The Canadian Prime Minister held up Alibaba, which has 120 million shoppers a day on its site, as the type of company that Canadian firms can use to reach China's growing middle class.

‎Mr. Harper announced that Canada will open four new trade promotion offices in fast-growing regions of China including a location in the prosperous eastern city of Hangzhou that he visited Friday. This will bring the total number of Canadian trade offices in the Asian country to 15.

‎Alibaba became one of the most valuable tech companies in the world in September with a public offering of stock that raised $25-billion (U.S.)

‎Mr. Ma, who started the company 15 years ago out of his apartment in Hangzhou, now employs 30,000 to serve customers, many of whom are from China's upwardly-mobile population.

He said he wants to help small- and medium-sized Canadian businesses, including farmers and seafood producers, sell products through Alibaba, which is China's answer Amazon.com‎.

"We want to help the small guys sell to China because the big guys, they don't need us."

Mr. Harper called China a "pretty important" market for Canadian goods, saying half a million jobs back home depend on trade with this Asian market of more than one billion people.

In a revealing aside, the Prime Minister offered more insight into the maneuvering behind a trade trip to China that was only announced at the last minute, noting it was the Chinese government "who really wanted me to be here" at a summit of Asian-Pacific economies.

‎Mr. Ma said last year Canadian producers sold 20,000 lobsters through his website.

Each Nov. 11, Alibaba's operations have a ‎heavily promoted day of sales specials. Last year the company sold $5.8-billion of goods on that day.

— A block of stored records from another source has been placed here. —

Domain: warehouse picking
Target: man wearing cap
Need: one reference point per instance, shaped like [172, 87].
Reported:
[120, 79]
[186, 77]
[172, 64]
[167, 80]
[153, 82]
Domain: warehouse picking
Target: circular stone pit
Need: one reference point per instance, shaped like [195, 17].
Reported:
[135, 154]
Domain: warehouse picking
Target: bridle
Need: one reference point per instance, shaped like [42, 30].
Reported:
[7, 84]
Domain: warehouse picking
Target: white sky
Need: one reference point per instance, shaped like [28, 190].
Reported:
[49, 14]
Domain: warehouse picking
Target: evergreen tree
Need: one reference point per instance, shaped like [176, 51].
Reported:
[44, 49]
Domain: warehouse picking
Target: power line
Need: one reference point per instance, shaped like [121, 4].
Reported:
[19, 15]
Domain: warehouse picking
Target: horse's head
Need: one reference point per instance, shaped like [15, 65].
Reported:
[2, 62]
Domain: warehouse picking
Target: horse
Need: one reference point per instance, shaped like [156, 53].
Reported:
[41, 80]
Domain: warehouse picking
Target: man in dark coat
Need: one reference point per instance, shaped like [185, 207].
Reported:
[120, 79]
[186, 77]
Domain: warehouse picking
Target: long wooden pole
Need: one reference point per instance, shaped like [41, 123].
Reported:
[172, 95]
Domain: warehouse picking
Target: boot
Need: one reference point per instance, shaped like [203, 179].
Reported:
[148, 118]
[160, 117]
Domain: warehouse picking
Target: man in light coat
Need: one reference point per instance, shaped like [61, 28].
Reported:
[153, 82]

Mr. Ma said ‎his staff are telling him this Nov. 11 they want to sell 200,000 Canadian lobster "on that day alone" to customers.

"‎I don't know whether you have that many lobsters," he said, smiling.

The Alibaba founder said he's looking to invest in Canada.

Mark Rowswell, a Canadian comedian and entertainer who's built his career in China under the alias Dashan, introduced Mr. Ma onstage and revealed Canada's connection to Alibaba.

He said in the late 1990s when Mr. Ma decided to name his enterprise Alibaba he wanted to secure the Internet domain name Alibaba.com. He found it was a Canadian who held the rights to this domain and had to arrange to acquire it.

"While you can say the company was born here in Hangzhou, actually Alibaba.com comes from Vancouver," Mr. R said.

Other trade offices announced by Mr. Harper will be located in the Chinese cities of Xi'an, Xiamen and Tianjin.